Брови Мейсона поползли вверх.
– Ты серьезно? Ну что ж, тем лучше для нее. И у них это все не в шутку? Или она просто выдумала этот роман ради забавы?
– Даже не знаю. Кажется, у них все вполне серьезно. Правда, пока что мама ничего не говорила насчет замужества. После смерти папы она во многом стала другой. Не такая нервная, бывают моменты, когда она кажется даже по-своему счастливой. Ты себе не представляешь, как она замечательно управляется с папиным банком! Моя мама – и вдруг большой босс… Да это же… словом, к таким вещам требуется привыкнуть. Послушай, Мейсон, как тебе кажется: это наши родители так переменились или мы сами? Мы что, правда переменились?
– Думаю, переменились и мы, и они. Но вот что меня пугает. Ведь сегодня нам с тобой по стольку же лет, сколько было нашим старикам, когда мы с тобой возились в бассейне и толкали друг друга в воду.
– Господи, неужели прошло так много времени?
– Да, воды утекло немало, – Мейсон усмехнулся и опорожнил свой стакан.
Испытывая странное чувство нежности, Рэйчел потянулась к его руке. Ей так нужен был сейчас преданный друг, а Мейсон во всяком случае самый старинный ее товарищ.
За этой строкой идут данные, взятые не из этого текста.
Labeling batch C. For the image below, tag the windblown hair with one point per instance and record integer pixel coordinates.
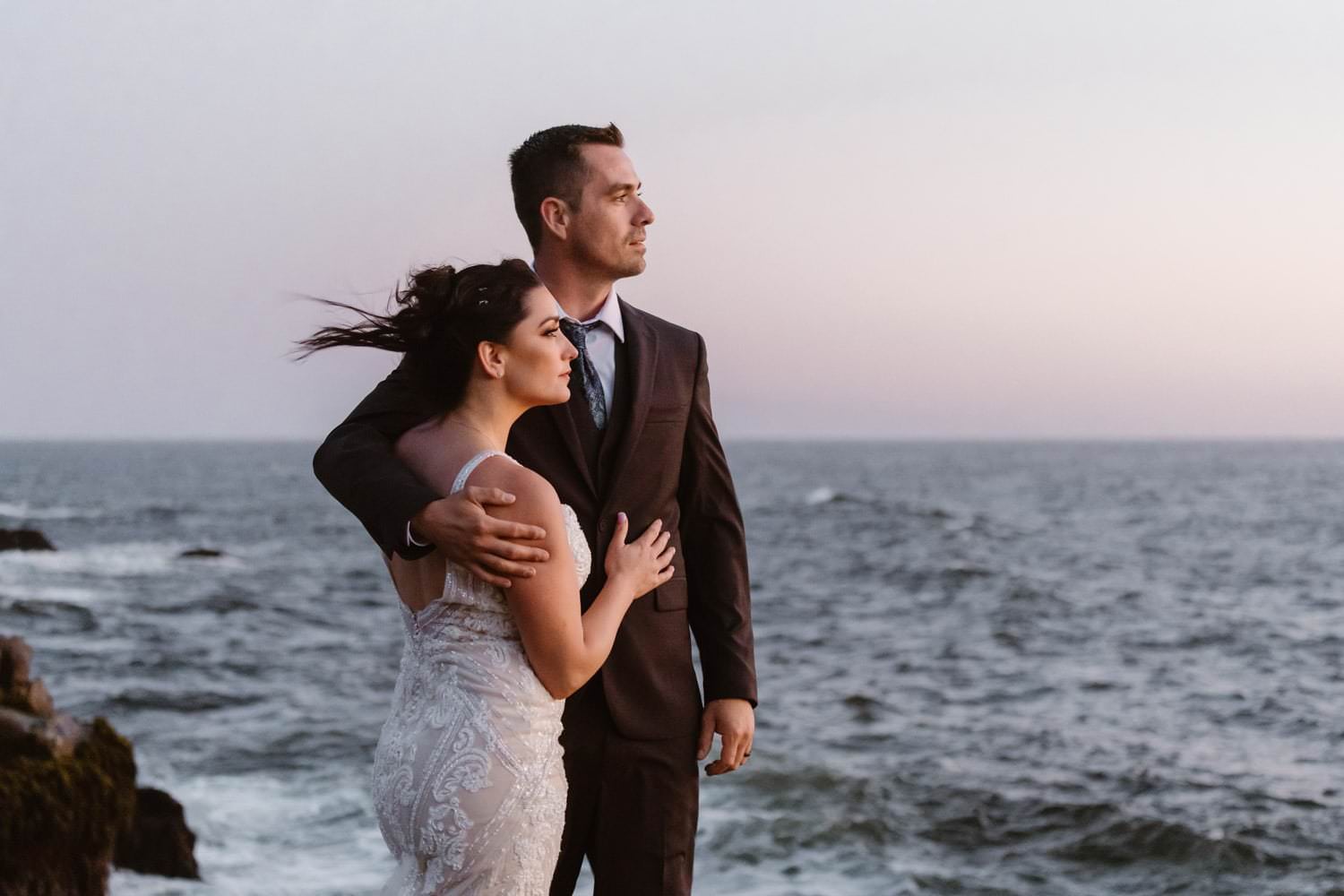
(443, 316)
(548, 164)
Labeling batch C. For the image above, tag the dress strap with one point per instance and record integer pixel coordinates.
(460, 482)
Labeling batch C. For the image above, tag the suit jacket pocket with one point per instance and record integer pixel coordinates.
(667, 413)
(669, 595)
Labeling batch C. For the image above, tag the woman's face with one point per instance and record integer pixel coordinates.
(537, 358)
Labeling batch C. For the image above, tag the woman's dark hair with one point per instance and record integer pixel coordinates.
(443, 316)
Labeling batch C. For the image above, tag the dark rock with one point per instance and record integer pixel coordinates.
(69, 801)
(24, 540)
(15, 662)
(61, 817)
(159, 841)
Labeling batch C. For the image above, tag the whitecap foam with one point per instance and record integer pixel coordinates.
(304, 836)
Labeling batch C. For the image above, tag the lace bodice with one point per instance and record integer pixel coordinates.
(468, 774)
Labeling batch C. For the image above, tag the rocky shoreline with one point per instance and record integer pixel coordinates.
(69, 804)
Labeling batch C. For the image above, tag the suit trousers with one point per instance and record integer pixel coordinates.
(632, 805)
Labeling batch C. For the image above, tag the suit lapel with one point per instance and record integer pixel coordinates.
(642, 349)
(559, 416)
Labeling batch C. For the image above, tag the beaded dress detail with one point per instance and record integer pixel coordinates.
(468, 774)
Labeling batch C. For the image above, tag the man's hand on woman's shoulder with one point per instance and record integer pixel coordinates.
(461, 527)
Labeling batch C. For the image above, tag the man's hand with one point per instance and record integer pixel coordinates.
(734, 721)
(460, 527)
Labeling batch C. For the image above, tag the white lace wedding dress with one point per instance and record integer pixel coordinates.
(468, 774)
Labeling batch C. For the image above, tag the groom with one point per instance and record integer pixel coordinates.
(636, 435)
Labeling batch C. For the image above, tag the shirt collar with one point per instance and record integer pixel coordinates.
(609, 314)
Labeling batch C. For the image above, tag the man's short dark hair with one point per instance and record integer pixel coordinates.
(550, 164)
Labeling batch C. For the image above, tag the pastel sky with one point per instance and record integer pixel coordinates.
(1034, 220)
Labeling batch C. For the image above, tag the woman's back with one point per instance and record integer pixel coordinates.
(468, 772)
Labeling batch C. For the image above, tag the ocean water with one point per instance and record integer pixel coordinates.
(1002, 669)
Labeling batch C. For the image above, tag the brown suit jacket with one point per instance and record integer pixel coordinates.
(668, 463)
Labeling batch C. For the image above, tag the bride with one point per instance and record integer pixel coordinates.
(468, 772)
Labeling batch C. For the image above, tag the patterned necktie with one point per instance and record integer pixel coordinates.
(577, 333)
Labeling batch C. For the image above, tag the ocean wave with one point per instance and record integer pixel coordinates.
(185, 702)
(24, 511)
(113, 560)
(1131, 840)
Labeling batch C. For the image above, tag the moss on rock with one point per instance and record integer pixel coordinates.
(61, 817)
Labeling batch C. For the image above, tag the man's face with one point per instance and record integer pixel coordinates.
(607, 228)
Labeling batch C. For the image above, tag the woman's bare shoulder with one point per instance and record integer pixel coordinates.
(531, 489)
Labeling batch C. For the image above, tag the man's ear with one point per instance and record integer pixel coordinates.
(491, 358)
(556, 217)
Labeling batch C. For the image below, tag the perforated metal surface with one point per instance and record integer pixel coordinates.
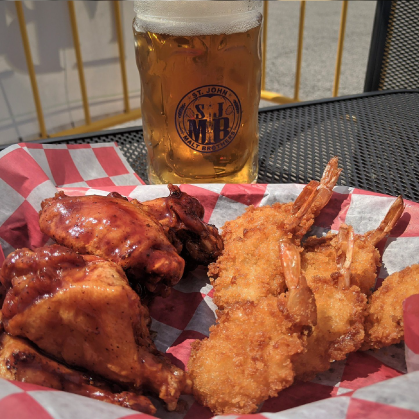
(400, 60)
(376, 137)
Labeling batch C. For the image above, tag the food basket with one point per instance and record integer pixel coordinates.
(367, 384)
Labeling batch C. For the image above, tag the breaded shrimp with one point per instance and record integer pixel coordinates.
(384, 322)
(249, 267)
(366, 257)
(340, 307)
(249, 354)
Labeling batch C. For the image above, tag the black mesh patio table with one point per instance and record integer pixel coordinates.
(375, 135)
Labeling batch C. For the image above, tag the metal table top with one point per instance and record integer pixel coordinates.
(375, 135)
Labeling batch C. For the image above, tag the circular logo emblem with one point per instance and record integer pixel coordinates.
(208, 118)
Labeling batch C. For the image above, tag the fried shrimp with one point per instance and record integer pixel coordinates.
(249, 354)
(249, 267)
(366, 257)
(384, 322)
(340, 306)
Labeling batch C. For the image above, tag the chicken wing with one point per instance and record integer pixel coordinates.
(384, 322)
(20, 361)
(181, 216)
(249, 267)
(82, 311)
(249, 354)
(115, 230)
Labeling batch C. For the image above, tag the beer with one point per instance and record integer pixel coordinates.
(200, 88)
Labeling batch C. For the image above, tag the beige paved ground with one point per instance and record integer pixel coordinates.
(319, 48)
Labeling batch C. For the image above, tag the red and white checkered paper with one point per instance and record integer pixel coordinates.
(369, 384)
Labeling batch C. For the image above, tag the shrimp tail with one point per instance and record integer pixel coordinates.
(301, 303)
(390, 220)
(346, 241)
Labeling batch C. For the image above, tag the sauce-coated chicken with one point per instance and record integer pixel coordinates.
(20, 361)
(181, 216)
(81, 310)
(116, 230)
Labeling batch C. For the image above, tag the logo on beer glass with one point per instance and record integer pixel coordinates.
(207, 118)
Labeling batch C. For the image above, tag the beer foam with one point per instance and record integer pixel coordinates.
(192, 18)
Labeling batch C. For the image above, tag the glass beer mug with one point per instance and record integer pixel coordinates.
(200, 70)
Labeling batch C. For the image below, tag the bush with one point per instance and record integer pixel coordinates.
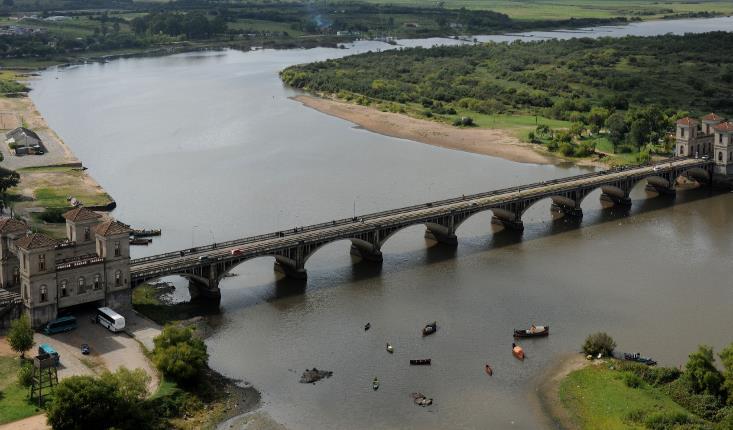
(25, 373)
(632, 380)
(599, 343)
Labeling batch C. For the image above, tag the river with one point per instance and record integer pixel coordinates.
(209, 147)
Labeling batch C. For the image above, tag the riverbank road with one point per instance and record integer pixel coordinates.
(109, 351)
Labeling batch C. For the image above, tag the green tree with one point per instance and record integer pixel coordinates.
(82, 402)
(599, 343)
(616, 125)
(20, 336)
(700, 369)
(597, 118)
(726, 357)
(179, 354)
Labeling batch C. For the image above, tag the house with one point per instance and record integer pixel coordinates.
(24, 141)
(710, 136)
(92, 266)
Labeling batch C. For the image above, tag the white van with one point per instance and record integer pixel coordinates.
(110, 319)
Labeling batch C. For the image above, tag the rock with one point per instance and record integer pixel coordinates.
(314, 375)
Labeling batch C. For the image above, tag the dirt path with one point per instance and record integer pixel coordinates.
(548, 390)
(493, 142)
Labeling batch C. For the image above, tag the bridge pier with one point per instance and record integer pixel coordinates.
(374, 254)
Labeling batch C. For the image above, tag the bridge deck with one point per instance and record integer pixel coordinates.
(345, 228)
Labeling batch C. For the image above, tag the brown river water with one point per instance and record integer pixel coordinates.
(209, 147)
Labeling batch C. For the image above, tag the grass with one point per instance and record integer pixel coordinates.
(14, 404)
(598, 398)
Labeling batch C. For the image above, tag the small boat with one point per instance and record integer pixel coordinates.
(517, 351)
(140, 232)
(534, 331)
(430, 328)
(421, 400)
(639, 359)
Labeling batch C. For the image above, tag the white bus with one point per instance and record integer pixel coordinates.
(110, 319)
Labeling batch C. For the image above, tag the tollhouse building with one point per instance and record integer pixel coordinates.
(710, 136)
(90, 266)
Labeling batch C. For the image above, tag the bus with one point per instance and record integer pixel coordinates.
(45, 348)
(110, 319)
(60, 325)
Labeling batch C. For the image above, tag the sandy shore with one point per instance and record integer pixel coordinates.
(548, 391)
(493, 142)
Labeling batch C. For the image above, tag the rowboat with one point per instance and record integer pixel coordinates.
(430, 328)
(534, 331)
(517, 351)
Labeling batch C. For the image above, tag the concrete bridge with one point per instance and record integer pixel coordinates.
(205, 266)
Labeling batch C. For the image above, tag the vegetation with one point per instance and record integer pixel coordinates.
(14, 403)
(599, 343)
(20, 336)
(178, 354)
(627, 395)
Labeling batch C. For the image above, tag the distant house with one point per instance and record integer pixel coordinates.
(24, 141)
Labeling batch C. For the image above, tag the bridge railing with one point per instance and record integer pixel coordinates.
(390, 212)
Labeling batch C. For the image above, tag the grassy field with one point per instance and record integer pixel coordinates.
(14, 403)
(563, 9)
(598, 398)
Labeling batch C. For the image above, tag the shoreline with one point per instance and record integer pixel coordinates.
(547, 391)
(498, 143)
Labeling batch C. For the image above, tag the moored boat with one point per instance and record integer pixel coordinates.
(534, 331)
(517, 351)
(430, 328)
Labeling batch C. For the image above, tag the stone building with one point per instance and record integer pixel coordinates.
(90, 266)
(711, 136)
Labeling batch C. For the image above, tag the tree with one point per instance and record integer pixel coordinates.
(616, 125)
(700, 369)
(82, 402)
(20, 336)
(599, 343)
(178, 354)
(726, 357)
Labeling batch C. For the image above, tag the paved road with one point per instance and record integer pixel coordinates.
(343, 228)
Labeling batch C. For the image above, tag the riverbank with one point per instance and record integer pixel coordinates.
(502, 143)
(47, 180)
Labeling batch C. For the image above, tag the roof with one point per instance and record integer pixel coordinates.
(22, 131)
(687, 121)
(712, 117)
(11, 225)
(112, 228)
(724, 127)
(81, 214)
(36, 241)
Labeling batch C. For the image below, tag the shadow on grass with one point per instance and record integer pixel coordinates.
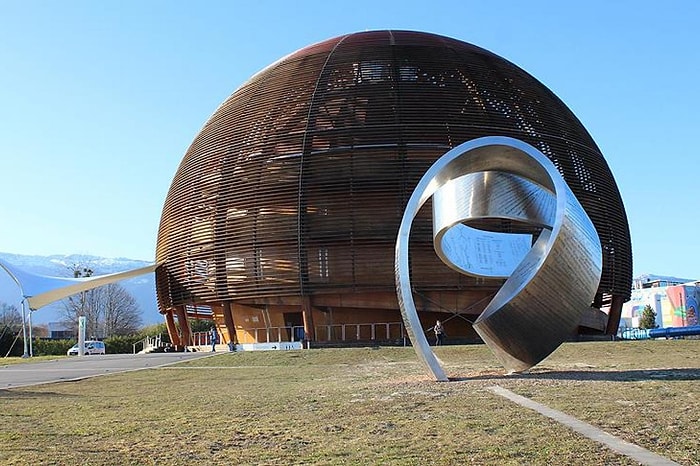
(596, 376)
(20, 394)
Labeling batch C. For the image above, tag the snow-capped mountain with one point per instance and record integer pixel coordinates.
(141, 288)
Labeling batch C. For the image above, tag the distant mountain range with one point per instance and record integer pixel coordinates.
(141, 288)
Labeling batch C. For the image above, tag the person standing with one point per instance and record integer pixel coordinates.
(439, 333)
(213, 337)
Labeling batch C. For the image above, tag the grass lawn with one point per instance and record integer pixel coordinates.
(363, 406)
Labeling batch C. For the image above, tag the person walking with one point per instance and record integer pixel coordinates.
(213, 338)
(439, 333)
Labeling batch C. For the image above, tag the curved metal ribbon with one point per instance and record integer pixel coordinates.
(549, 283)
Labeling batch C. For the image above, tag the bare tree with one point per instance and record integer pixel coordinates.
(121, 314)
(109, 310)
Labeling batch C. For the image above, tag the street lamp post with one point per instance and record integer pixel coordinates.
(24, 332)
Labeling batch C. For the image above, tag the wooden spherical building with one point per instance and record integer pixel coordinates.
(281, 220)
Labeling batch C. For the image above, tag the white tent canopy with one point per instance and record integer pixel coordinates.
(40, 290)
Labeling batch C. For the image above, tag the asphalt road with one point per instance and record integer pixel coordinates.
(76, 368)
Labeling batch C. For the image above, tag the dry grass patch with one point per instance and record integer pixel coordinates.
(361, 406)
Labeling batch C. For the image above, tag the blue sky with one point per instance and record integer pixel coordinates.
(99, 101)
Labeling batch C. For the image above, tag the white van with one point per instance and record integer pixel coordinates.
(91, 347)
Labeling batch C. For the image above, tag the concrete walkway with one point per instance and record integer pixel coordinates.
(75, 368)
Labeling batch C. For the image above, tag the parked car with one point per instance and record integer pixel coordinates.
(91, 347)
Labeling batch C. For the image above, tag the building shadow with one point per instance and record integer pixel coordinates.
(594, 376)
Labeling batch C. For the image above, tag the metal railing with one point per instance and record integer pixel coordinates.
(324, 333)
(148, 343)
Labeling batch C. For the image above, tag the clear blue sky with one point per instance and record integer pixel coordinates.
(99, 100)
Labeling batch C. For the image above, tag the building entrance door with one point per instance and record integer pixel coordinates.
(294, 321)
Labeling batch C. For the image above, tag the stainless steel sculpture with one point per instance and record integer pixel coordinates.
(550, 282)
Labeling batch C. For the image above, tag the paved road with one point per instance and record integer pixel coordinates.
(74, 368)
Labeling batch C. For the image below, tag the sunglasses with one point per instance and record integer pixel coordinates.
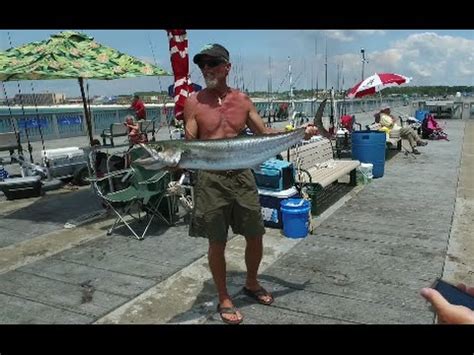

– Я боюсь, Мейсон, – прошептала она. – Боюсь предстоящего суда. Боюсь, что мне так много лет. Да мало ли еще чего…
В ответ он сжал ее запястье.
– Ничего, детка. Ты просто вступила в наш клуб. Бывают дни, когда я смотрю в зеркало – и кого, ты думаешь, я там вижу? Такую рожу, что не дай Бог… Послушай, в тот день, когда я вообще откажусь брать дела бесплатно, пусть всего два-три, не больше, и куплю себе дом во Флориде, обещай, что ты меня пристрелишь, ладно?
– Я поступлю еще лучше, – рассмеялась Рэйчел. – Заключу с тобой договор на обслуживание моего центра. Через пару недель защита моих пациентов покажется тебе самой приятной вещью на свете.
– Идет, – улыбнулся Мейсон.
Над ними уже склонился официант, ожидая заказа. Рэйчел вдруг почувствовала, что чертовски голодна. Итак, значит, жизнь идет своим чередом. И нечего бояться. Плыть так плыть, какая бы ни была волна.
– Креветки, – сказала она официанту. – Самое большое блюдо!